Augustenborg September 1847
Klagendes Wiehern drang hinauf zu den Fenstern der Beletage, ein Leiterwagen rumpelte und Pferdehufe setzten disharmonisch aufs Pflaster. Graf Holck, eben noch im Gespräch mit der Baronin vonPetersdorff, blickte hinaus, sah das aufgerissene, weiß leuchtende Auge des Pferdes, den Schaum um die Trense und den erhobenen Stock eines Knechtes. Lächelnd trat er so nahe an die Scheibe, dass sie beschlug. Seine Hand fuhr durchs Haar.

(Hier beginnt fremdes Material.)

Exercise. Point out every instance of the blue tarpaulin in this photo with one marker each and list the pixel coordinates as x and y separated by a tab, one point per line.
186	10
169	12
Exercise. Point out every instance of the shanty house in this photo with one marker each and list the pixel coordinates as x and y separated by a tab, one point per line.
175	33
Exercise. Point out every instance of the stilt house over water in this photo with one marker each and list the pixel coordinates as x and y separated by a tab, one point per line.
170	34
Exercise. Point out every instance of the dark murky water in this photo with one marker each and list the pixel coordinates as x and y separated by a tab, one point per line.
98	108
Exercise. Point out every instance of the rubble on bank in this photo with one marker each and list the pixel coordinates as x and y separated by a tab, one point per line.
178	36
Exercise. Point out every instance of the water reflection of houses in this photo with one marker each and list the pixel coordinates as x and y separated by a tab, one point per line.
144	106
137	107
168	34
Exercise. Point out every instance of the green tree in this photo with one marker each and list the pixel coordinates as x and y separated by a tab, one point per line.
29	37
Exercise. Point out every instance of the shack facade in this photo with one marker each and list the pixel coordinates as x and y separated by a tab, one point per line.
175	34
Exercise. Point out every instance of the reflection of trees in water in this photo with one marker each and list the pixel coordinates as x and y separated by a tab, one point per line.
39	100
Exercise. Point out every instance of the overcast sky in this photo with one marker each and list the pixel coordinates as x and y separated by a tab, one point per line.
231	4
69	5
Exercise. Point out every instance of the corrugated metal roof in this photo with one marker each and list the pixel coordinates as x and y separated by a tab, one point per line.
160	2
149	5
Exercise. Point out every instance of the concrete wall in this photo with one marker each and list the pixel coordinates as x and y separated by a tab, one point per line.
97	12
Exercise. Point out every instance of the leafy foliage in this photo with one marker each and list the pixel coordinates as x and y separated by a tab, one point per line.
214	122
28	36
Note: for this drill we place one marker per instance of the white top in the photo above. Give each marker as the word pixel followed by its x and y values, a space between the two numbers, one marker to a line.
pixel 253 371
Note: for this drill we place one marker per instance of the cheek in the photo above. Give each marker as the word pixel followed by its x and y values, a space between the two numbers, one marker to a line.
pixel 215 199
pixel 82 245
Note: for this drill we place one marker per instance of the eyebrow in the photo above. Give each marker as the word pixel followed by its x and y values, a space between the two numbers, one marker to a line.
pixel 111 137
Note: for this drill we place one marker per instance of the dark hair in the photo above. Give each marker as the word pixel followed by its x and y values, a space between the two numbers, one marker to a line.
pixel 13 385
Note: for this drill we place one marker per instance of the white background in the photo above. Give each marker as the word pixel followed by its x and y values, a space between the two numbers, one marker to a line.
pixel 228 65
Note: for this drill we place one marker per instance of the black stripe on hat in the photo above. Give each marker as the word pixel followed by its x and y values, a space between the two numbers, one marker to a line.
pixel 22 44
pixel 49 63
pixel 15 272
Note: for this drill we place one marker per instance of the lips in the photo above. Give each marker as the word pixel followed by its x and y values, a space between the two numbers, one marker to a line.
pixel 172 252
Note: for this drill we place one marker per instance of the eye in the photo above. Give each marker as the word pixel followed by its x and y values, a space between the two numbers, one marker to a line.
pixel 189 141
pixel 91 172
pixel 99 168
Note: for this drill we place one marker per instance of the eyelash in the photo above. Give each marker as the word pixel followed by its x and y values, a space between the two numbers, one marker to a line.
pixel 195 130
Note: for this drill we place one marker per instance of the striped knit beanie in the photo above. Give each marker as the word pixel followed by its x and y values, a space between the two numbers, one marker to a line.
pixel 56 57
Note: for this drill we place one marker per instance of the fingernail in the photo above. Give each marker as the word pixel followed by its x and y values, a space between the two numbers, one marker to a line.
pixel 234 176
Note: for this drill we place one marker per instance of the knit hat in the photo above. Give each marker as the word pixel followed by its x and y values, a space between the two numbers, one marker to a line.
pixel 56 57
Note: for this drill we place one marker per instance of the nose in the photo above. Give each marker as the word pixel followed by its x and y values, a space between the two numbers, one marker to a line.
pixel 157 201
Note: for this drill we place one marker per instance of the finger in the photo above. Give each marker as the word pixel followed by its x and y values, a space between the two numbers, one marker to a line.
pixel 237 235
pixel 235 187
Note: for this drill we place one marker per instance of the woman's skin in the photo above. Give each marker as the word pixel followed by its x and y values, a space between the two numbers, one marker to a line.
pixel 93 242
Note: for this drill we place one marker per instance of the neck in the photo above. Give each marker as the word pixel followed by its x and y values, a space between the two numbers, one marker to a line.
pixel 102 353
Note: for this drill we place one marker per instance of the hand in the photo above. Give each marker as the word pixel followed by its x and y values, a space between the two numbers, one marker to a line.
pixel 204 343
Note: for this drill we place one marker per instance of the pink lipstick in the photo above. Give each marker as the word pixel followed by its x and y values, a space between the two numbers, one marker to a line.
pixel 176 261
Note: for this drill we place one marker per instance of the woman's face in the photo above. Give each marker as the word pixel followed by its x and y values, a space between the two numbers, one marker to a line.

Da sauste der Knüppel nieder und zeitgleich, als wären sie ein Wesen, durchzuckte es Holck, während die Kreatur sich aufbäumte. Seine Hände verkrampften sich zu Fäusten. Als weitere Schläge folgten, stockte ihm der Atem, seine Augen glänzten, eine Röte überzog das von Natur aus wachsfarbene Antlitz. Er schien sich vom Anblick des Pferdes, eingespannt und leidend, nicht trennen zu können.
»Graf, wie ist Ihnen?« Die Baronin schaute auf sein erhitztes Gesicht, nur langsam lösten sich seine Finger, das Atmen verflachte.
»Es ist nichts, liebste Freundin, vielleicht der Kreislauf.«
»Dass sie die Tiere immer so schinden müssen.« Beiläufig sah sie auf die Straße hinunter.
»Tiere, Menschen, Leben heißt Leiden. Da zeigt sich die wahre Macht.« Ruckartig fuhr er herum, sah suchend im Saal umher und räusperte sich. »Lässt der Herzog seine Gäste stets warten? Mir ist der Hals ganz trocken.«
»Seine Gnaden werden sich gewiss noch mit Geschäften befassen oder sind in die Landespolitik verstrickt.« Fröstelnd rieb sich die Baronin die freien, etwas zu speckigen Unterarme, die eine scharfe Hautfalte derart von ihren kleinen Händen trennte, dass man sie für Puppenglieder halten konnte. Anlassgemäß hatte sie auf ein wärmeres Kleid aus feiner Wolle zugunsten eines weitausgeschnittenen aus Seide verzichtet. Doch die späte Sonne gelangte kaum durch die dicken Mauern von Schloss Augustenborg. »Es ist nun mal eine anstrengende Welt, in der wir leben. Selbst hier auf Alsen, so abgelegen die Insel auch sein mag, wird sich der Herzog den Bedrängnissen der Zeit nicht entziehen können. Aber Geschäft und Politik, das sind nun wirklich ermüdende Themen. Mein Freund, immerhin sind wir geladene Gäste und keine Bittsteller. Geduld, der Zuneigung unseres Gastgebers dürfen wir gewiss sein.«
Graf Holck verzog das Gesicht. »Morgen ein Dîner und ein Vorleseabend. Mir ist nach einer schneidigen Jagd. Hirsch, Wildsau und Fasan, das wäre was Rechtes. Oder ein Faustkampf. Es dürften sich doch Knechte und Diener genug finden, die bereit wären, sich für etwas Geld blutig zu schlagen. Aber Seine Gnaden schont lieber, wer ihm untertan ist. Vorleseabend! Mir schwant Übles.«
»Es soll ja dieser Andersen sein. Er tingelt nun schon seit Jahren durch die bessere Gesellschaft, von Sommerhaus zu Sommerhaus. Ich finde, er hat etwas von einem trällernden Waisenkind, das man herumreicht. Hoffentlich bleiben wir noch heute Abend von der Jahrmarktsgestalt verschont. Ich wüsste nicht, wie ich mich geben sollte.«
Holcks Blick ging gegen die Stuckdecke, eine schöne Arbeit, doch seine Langeweile blieb.